The QM was really inspiring. It left me feeling so excited about VOTO as an organization. We’ve come so far and we still have so much potential to grow and serve so many more people. Not to mention how inspiring the amazing people in this organization are on a personal level. My inspiration from QM built on my refreshed mindset to increase my motivation to work hard and wring every drop out of this experience.
Want to hear something crazy? My placement is well over halfway done! I only have 40 days until I’ll be back in Canada.

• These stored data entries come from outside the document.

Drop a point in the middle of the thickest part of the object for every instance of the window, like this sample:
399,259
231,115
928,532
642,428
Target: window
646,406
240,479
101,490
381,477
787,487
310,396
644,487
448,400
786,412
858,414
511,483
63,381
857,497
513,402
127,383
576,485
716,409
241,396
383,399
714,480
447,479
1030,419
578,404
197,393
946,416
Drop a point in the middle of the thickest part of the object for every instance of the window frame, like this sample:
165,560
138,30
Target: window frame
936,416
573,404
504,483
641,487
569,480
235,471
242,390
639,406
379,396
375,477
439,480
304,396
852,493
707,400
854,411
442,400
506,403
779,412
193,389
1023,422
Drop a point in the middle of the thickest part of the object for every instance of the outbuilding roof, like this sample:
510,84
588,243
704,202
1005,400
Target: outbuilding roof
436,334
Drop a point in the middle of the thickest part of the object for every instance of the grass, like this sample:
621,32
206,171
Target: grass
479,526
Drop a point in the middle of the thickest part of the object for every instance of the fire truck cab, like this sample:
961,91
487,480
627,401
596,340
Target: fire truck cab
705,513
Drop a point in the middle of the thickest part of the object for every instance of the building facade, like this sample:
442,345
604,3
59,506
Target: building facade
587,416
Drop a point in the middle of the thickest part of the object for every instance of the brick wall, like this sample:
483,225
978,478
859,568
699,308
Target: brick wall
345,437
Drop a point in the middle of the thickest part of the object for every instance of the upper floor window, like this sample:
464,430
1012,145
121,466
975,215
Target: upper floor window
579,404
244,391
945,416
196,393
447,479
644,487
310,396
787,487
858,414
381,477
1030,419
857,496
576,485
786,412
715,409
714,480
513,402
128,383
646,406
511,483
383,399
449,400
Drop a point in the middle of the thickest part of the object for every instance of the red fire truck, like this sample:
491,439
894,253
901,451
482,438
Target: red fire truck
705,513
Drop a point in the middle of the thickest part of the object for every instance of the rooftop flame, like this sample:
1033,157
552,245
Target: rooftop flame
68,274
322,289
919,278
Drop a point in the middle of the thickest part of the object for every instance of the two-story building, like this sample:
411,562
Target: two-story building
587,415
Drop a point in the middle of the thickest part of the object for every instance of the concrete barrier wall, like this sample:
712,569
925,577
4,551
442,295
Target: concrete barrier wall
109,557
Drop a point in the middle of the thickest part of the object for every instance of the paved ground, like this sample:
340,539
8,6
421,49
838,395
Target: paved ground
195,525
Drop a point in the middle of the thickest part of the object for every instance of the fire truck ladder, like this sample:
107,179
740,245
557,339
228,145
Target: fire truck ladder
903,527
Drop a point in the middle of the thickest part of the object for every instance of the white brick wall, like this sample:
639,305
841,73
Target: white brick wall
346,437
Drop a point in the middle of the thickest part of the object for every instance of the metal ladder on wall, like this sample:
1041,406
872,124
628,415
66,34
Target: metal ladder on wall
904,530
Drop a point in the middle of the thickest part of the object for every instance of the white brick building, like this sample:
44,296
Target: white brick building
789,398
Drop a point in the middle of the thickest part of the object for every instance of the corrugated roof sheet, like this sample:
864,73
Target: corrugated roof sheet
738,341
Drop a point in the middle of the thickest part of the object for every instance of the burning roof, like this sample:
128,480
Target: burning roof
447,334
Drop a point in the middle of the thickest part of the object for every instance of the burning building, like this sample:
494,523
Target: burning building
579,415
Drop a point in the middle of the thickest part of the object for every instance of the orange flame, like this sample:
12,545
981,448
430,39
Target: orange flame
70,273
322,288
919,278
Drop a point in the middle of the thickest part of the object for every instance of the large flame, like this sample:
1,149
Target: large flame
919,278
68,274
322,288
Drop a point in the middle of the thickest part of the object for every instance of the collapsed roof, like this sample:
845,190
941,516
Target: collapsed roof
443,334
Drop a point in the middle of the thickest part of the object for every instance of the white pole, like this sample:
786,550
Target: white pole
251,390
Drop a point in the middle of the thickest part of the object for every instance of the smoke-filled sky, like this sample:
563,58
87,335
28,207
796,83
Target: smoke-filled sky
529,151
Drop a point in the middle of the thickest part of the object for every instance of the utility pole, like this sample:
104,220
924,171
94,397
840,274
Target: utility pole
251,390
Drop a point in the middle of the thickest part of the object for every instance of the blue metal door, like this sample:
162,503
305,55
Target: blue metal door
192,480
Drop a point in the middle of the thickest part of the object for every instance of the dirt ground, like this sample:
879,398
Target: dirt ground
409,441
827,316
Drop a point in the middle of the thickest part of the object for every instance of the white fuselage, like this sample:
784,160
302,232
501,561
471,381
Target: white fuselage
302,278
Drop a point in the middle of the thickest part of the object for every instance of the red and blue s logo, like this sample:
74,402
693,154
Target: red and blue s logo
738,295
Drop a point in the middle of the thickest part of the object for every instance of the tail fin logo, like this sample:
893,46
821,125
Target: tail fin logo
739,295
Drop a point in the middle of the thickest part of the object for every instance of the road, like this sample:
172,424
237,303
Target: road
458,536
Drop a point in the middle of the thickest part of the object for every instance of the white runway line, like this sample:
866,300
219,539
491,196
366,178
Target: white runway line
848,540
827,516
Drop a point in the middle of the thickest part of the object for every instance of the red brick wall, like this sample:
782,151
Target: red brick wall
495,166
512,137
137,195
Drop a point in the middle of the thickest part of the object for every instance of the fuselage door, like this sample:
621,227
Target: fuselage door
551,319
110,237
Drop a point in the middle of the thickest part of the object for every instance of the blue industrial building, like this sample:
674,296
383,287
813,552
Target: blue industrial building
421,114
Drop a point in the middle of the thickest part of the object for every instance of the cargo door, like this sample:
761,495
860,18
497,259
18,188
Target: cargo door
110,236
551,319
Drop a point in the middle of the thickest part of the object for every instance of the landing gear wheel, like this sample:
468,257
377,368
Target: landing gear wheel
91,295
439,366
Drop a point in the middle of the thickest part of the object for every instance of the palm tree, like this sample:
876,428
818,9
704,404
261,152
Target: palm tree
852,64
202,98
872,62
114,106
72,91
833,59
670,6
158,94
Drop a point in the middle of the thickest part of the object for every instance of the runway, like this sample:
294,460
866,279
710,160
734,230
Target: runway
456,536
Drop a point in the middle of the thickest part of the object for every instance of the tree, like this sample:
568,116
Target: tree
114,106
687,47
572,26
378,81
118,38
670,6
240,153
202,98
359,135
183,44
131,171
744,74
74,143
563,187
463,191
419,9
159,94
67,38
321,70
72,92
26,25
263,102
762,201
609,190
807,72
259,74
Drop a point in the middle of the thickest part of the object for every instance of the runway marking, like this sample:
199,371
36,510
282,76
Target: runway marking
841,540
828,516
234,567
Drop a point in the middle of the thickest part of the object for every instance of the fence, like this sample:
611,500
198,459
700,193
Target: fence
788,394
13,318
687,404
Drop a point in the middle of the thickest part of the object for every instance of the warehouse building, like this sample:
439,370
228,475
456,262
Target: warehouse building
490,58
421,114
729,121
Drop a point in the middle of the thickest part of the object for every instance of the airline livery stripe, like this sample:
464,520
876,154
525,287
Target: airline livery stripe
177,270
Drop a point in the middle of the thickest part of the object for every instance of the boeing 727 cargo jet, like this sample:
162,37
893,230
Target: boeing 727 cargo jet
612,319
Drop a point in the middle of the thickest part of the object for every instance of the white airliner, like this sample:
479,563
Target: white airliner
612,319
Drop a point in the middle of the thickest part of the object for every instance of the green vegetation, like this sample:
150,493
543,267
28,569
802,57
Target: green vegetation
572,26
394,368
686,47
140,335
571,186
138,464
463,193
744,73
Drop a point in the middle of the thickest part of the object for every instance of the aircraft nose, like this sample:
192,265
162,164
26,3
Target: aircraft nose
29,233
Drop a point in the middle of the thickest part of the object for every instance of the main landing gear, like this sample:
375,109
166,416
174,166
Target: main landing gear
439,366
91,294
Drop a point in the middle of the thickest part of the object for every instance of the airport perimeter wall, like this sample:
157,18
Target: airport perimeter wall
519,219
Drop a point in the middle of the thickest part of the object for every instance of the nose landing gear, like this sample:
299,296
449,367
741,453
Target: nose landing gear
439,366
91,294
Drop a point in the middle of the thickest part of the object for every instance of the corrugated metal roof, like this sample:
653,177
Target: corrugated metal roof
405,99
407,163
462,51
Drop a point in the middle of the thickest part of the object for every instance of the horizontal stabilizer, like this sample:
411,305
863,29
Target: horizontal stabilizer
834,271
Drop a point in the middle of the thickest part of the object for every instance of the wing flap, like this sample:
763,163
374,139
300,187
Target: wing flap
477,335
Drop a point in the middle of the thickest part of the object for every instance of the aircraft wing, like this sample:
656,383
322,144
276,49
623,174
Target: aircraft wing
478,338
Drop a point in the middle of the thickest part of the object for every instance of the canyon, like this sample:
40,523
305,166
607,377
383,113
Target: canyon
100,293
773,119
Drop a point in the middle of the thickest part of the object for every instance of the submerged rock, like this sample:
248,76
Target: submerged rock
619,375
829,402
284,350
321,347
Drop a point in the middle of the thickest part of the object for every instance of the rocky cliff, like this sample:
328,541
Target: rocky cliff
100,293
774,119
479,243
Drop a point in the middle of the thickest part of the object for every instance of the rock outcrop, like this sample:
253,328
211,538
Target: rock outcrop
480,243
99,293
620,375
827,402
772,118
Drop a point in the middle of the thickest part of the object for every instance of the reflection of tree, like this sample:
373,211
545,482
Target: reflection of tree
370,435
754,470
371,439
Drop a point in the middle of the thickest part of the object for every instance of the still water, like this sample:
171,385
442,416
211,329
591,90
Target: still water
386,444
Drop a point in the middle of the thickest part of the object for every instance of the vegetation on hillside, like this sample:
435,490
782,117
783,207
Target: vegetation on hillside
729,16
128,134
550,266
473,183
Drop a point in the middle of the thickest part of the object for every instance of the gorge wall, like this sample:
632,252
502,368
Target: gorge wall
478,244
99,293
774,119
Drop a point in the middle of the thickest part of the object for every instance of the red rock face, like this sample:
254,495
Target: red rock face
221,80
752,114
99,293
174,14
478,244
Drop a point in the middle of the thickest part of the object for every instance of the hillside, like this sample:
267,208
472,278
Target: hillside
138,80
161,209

You’ll find me over the next few weeks a) working my butt off to try and accomplish as much as I can before taking off, and b) squeezing in as much travel as I can. If all goes to plan, this will include weekend trips to Wli Falls and Cape Coast, as well as a work trip to Kintampo with an agricultural project. Looking forward to sharing about these adventures. Until next time!
Thanks for reading! I know this post was pretty rapid-fire – I purposefully didn’t go into detail to keep it a digestible length. If I mentioned anything that you’d like to know more about, please ask in the comments or send me a message! I’d love to chat more about any of it – just didn’t want to put everyone to sleep with a 50 page post 🙂 Cheers!